Si tratta di uno spazio politico vasto, abbastanza eterogeneo, che raccoglie l’area dei centri sociali, quella della Cgil e di buona parte della sinistra politica e sociale (Si, Prc, Arci, Adl Cobas, reti studentesche, transfemministe, soggettività antiproibizioniste) che sembra capace sia di un livello di interlocuzione con le opposizioni parlamentari sia della consapevolezza delle potenzialità di questa battaglia contro la repressione per coagulare un’opposizione sociale all’altezza della situazione.
«Se la piazza del 14 dicembre ha mostrato la capacità di questo percorso in termini di mobilitazione di massa – si legge nel dispositivo finale – questa due giorni ci restituisce il fatto che quella giornata ci ha consegnato una responsabilità collettiva, quella di essere l’opposizione sociale a questo governo.

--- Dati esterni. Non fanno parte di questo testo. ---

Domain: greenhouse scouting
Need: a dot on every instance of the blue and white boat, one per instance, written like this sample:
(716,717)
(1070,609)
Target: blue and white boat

Bisogna rivendicarlo con chiarezza: se i tempi di approvazione del DDL si sono dilatati è stato perché abbiamo messo centomila granelli di sabbia in un ingranaggio reazionario che fino a pochi mesi fa sembrava perfetto, è stato perché nei mesi precedenti c’è stata un’attivazione territoriale che ha consentito un continuo accumulo.

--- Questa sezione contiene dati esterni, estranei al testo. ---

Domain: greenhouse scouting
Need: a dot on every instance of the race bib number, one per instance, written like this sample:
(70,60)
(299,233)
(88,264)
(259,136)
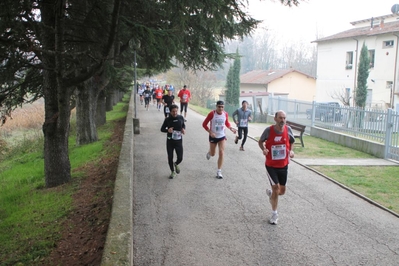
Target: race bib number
(219,125)
(279,152)
(243,122)
(176,135)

Se il 14 dicembre è stato uno spartiacque, lo è stato soprattutto in termini di possibilità: è stato aperto uno spazio concreto che ribalta la narrazione dominante, ossia che l’attacco alla democrazia, ai diritti, alla libertà sia un passaggio storico ineluttabile. La forza di questo percorso ci consegna – in realtà – la consapevolezza che nel nostro Paese ci troviamo di fronte a un governo che è uno dei principali interpreti a livello internazionale del superamento in termini autoritari dello Stato di diritto, ma allo stesso tempo è un esempio di come il potere si regga su dinamiche fragili, talvolta ingovernabili. E noi dobbiamo essere in grado di sedimentare e organizzare proprio questa ingovernabilità, a partire dai territori, dai luoghi di lavoro e della formazione, dai tanti presidi di lotta che costellano il Paese».
Tra i punti qualificanti c’è senz’altro l’internità al percorso delle reti di giuristi democratici che negli anni hanno sedimentato analisi puntuali di come si riarticolano i dispositivi della repressione al tempo del neoliberismo e della guerra globale. Questa relazione si riflette nell’agenda della rete che il 3, 4 e 5 febbraio parteciperà a una carovana a Bruxelles dove promuoverà un evento pubblico e una conferenza stampa dentro il Parlamento Europeo per portare la discussione ad un livello superiore: il pericolo di una nuova Ungheria in Europa.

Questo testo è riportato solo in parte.